Pero hay una ciudad superior: la de las letras, que es la Escritura Sagrada. A ella debemos dedicarle tiempo, estudiando, escuchando, leyendo; de modo que nunca se caiga de nuestras manos el Libro de la Ley (§ 4.4).

Texto

Las fronteras orientales

4.1. Veamos también cuáles son los límites de las partes orientales. No quiero hacer ahora una lista de los lugares, sino que consideremos las imágenes de los misterios que son significados por esos nombres. Se dice, que, en las regiones orientales de la tribu de Judá, estaba el Mar Salado (cf. Jos 15,5), y después en esa parte se nombra la fuente del sol y la ciudad del sol (cf. Jos 15,7. 10), y en la misma tribu está asimismo la ciudad de las letras (cf. Jos 15,15).

La fuente del sol

4.2. Por eso conviene que todo el que quiere entrar en la heredad de la tribu de Judá, atraviese primero el Mar Salado, es decir, que supere las olas y los torbellinos de esta vida, y evada todas las cosas que, en este mundo, por su incertidumbre y peligro se comparan con las olas marinas, para que pueda llegar a la tierra de Judá y acceder a la fuente del sol. ¿Qué es la fuente del sol y de qué sol se trata? Aquel, sin duda, sobre el que está escrito: “Para los que temen mi nombre se levantará un sol de justicia” (Ml 3,20). Por tanto, si primero atraviesas el Mar Salado, encontrarás la fuente en tierra de Judá. ¿Qué fuente? Aquella sin duda sobre la cual decía Jesús: “El que beba del agua que yo le daré, tendrá en sí una fuente de agua que saltará para la vida eterna” (Jn 4,14). En consecuencia, cuando hayas hallado la fuente del sol, que mencionamos, encontrarás su ciudad.

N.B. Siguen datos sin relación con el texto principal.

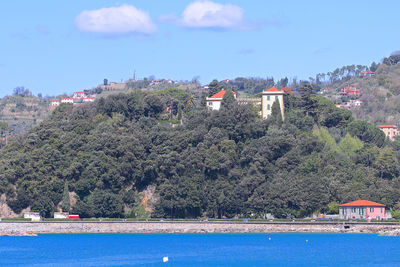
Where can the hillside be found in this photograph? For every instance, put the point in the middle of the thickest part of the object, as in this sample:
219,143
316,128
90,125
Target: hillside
380,94
23,112
114,159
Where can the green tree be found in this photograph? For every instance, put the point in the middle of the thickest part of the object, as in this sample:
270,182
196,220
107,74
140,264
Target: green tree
387,164
350,145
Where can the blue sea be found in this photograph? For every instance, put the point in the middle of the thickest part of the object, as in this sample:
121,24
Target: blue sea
200,250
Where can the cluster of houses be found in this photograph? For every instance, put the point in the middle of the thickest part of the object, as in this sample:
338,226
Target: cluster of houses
350,91
264,103
76,99
35,216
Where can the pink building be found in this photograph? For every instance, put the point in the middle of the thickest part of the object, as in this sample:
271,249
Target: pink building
362,209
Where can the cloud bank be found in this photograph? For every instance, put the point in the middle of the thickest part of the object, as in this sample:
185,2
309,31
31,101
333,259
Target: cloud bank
122,20
207,14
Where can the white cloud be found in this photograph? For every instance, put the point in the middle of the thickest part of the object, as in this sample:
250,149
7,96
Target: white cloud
207,14
125,19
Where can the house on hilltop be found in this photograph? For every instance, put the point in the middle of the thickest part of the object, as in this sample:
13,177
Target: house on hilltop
390,131
265,103
79,94
362,209
268,99
214,102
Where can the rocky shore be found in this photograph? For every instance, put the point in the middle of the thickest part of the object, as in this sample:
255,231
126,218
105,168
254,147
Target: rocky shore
33,228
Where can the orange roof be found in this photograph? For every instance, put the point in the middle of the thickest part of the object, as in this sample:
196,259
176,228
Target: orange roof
387,126
362,203
273,89
287,90
221,94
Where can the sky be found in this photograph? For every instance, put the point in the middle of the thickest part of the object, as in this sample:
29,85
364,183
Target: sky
54,47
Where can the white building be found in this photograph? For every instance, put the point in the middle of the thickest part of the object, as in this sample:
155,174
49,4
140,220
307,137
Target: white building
67,100
34,216
268,98
214,102
88,99
55,103
79,94
61,215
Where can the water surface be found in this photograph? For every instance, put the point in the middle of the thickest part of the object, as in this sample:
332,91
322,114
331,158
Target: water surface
200,250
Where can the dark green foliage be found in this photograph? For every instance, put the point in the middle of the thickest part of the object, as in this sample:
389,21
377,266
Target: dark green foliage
222,164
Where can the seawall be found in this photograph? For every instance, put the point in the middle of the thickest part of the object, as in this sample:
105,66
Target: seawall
29,228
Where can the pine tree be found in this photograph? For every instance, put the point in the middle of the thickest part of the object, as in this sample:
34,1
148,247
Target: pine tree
65,201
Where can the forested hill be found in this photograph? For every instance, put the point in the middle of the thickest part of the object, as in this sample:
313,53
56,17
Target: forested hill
380,93
225,163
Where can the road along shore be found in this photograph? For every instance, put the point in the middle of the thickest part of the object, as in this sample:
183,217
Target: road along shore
33,228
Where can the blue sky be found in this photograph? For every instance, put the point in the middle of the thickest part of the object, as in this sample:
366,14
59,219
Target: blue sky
56,47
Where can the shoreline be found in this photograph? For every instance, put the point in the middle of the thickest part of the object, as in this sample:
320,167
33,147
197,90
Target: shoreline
64,227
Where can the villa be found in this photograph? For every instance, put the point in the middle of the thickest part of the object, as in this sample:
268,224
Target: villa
362,209
214,102
390,131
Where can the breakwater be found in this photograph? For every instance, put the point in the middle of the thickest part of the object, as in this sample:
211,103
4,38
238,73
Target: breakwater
29,228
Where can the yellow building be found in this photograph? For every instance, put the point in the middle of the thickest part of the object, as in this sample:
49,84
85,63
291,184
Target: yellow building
390,131
268,98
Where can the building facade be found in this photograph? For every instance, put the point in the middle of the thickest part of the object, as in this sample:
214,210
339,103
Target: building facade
79,94
362,209
390,131
214,102
67,100
268,99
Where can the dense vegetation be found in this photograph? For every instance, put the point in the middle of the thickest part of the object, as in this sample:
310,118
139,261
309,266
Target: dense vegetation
226,163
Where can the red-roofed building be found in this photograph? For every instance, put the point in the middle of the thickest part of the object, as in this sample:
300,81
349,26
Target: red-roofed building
287,90
79,94
88,99
214,102
390,131
362,209
268,98
67,100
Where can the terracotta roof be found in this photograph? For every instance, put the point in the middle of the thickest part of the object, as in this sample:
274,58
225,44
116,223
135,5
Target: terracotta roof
273,89
362,203
287,90
221,94
387,126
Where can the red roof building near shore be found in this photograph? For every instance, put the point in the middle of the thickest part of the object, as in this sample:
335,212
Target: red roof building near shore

Pues está, dice (la Escritura), allí también la ciudad del sol (cf. Gn 41,45 LXX). Pero esta ciudad, que está en Egipto, recibió su nombre del sol que “el Padre celestial manda salir sobre buenos y malos” (Mt 5,45). En cambio, aquella ciudad que está en Judea pertenece solamente a los santos, porque es la ciudad de Dios; y aquella fuente, sobre la que hablamos antes, se ha convertido en el río que alegra la ciudad de Dios (cf. Sal 45 [46],5).

La ciudad del sol

4.3. Pero tú también, si estás circundado por todas partes por una muralla y un muro de continencia, si estás fortificado con torres de sabiduría y magnanimidad, tú también serás una ciudad de Dios. Pero si a todo esto añades para ti la luz de la ciencia, como dice Isaías: “Ilumínense con la luz de la ciencia” (Os 10,12 LXX), y el sol de justicia irradia sobre ti, llegarás a ser ciudad del sol.

La ciudad de las letras

4.4. Si te entregas a la Ley de Dios y en ella meditas día y noche (cf. Sal 1,2), si no aparta de tus manos el libro de la Ley, como se le dice a Jesús (cf. Jos 1,8), si te acuerdas del precepto del Salvador, en el que afirma: “Escruten las Escrituras” (Jn 5,39); si, por tanto, te sometes a tales estudios y obtienes la erudición de la Ley divina, ya sea leyendo, ya sea escuchando, será tu heredad “la ciudad de las letras” (cf. Jos 15,15).

Conclusión

4.5. Esto ciertamente lo hemos expuesto según la posibilidad de nuestra comprensión, o incluso conforme a la capacidad de entendimiento de ustedes. Pero la perfección de la ciencia, la más plena profundidad y lucidez será posible para aquellos que merecerán la verdadera heredad del verdadero y unigénito Hijo de Dios, que “se ha prometido a quienes amen perfectamente” (cf. St 2,5), y que se obtiene en Cristo Jesús Señor nuestros, a quien sea la gloria y el poder por los siglos de los siglos. Amén (cf. 1 P 4,11).